Alex Burl

No. 22
- Position: Halfback

Personal information
- Born: August 8, 1931 Warren, Arkansas, U.S.
- Died: December 6, 2009 (aged 78) Denver, Colorado, U.S.
- Listed height: 5 ft 10 in (1.78 m)
- Listed weight: 185 lb (84 kg)

Career information
- High school: Manual (CO)
- College: Colorado State
- NFL draft: 1954: 30th round, 350th overall pick

Career history
- Chicago Cardinals (1956);

Career NFL statistics
- Rushing yards: 2
- Rushing average: 2
- Receptions: 2
- Receiving yards: 24
- Total touchdowns: 1
- Stats at Pro Football Reference

= Alex Burl =

American football player (1931–2009)

Alexander Burl Jr. (August 8, 1931 – December 6, 2009) was an American professional football halfback. He was drafted by the Chicago Cardinals in the 30th round (350th overall) of the 1954 NFL Draft. He played for the Chicago Cardinals in 1956. He played college football at Colorado A&M, now known as Colorado State.

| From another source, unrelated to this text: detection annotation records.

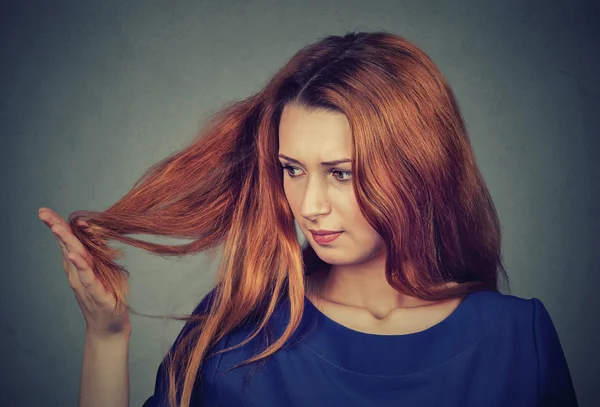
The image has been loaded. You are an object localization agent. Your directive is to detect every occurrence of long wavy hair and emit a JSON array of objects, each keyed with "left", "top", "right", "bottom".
[{"left": 68, "top": 31, "right": 508, "bottom": 407}]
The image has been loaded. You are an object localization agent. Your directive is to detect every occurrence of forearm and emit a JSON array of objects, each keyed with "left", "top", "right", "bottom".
[{"left": 78, "top": 332, "right": 130, "bottom": 407}]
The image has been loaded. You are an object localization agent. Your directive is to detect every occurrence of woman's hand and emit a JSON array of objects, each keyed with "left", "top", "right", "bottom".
[{"left": 38, "top": 208, "right": 131, "bottom": 339}]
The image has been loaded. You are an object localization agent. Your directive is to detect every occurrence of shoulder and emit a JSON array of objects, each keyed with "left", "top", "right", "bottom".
[{"left": 469, "top": 290, "right": 552, "bottom": 334}]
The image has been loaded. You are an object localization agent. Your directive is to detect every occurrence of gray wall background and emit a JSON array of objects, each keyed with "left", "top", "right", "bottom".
[{"left": 0, "top": 0, "right": 600, "bottom": 407}]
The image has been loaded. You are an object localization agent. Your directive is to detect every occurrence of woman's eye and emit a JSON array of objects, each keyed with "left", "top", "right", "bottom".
[
  {"left": 281, "top": 165, "right": 352, "bottom": 182},
  {"left": 331, "top": 170, "right": 352, "bottom": 182}
]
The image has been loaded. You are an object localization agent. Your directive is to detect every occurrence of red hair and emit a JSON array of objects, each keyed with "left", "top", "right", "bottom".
[{"left": 69, "top": 32, "right": 508, "bottom": 407}]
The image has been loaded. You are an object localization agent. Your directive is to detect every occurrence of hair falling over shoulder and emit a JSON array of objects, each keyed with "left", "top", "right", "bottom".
[{"left": 68, "top": 31, "right": 508, "bottom": 407}]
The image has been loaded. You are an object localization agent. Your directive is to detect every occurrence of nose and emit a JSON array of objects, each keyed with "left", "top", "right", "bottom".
[{"left": 300, "top": 178, "right": 331, "bottom": 220}]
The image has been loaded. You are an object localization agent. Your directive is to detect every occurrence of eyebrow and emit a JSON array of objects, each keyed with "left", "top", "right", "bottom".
[{"left": 279, "top": 154, "right": 352, "bottom": 167}]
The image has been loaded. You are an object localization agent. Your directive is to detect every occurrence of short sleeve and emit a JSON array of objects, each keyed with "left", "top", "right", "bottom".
[
  {"left": 142, "top": 289, "right": 215, "bottom": 407},
  {"left": 531, "top": 298, "right": 578, "bottom": 407}
]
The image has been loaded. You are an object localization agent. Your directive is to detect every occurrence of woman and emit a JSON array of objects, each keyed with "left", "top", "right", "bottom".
[{"left": 40, "top": 32, "right": 577, "bottom": 407}]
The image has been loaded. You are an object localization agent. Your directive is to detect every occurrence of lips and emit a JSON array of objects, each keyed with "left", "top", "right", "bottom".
[{"left": 311, "top": 231, "right": 344, "bottom": 244}]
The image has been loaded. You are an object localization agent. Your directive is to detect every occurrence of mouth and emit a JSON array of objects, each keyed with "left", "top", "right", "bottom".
[{"left": 311, "top": 231, "right": 344, "bottom": 244}]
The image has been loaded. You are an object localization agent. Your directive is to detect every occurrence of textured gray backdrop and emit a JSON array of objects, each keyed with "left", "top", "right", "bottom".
[{"left": 0, "top": 0, "right": 600, "bottom": 407}]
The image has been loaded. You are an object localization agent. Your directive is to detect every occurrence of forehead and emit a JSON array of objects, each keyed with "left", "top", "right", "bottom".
[{"left": 279, "top": 105, "right": 352, "bottom": 155}]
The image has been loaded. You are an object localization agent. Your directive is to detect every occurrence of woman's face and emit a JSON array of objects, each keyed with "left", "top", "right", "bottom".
[{"left": 279, "top": 105, "right": 385, "bottom": 266}]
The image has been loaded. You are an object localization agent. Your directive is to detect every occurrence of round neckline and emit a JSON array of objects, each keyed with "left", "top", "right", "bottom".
[
  {"left": 302, "top": 291, "right": 492, "bottom": 377},
  {"left": 304, "top": 293, "right": 474, "bottom": 340}
]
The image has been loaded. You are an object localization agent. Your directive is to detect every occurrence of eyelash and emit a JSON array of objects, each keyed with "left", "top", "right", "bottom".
[{"left": 281, "top": 165, "right": 352, "bottom": 182}]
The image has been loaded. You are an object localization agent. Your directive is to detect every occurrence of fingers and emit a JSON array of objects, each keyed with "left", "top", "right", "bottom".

Burl was also an All-American sprinter for the Colorado State Rams track and field team, finishing 5th in the 200 meters at the 1954 NCAA track and field championships.

Burl was inducted into the Colorado State University Athletics Hall of Fame in 2000.

He died of a heart attack on December 6, 2009, in Denver, Colorado, at age 78.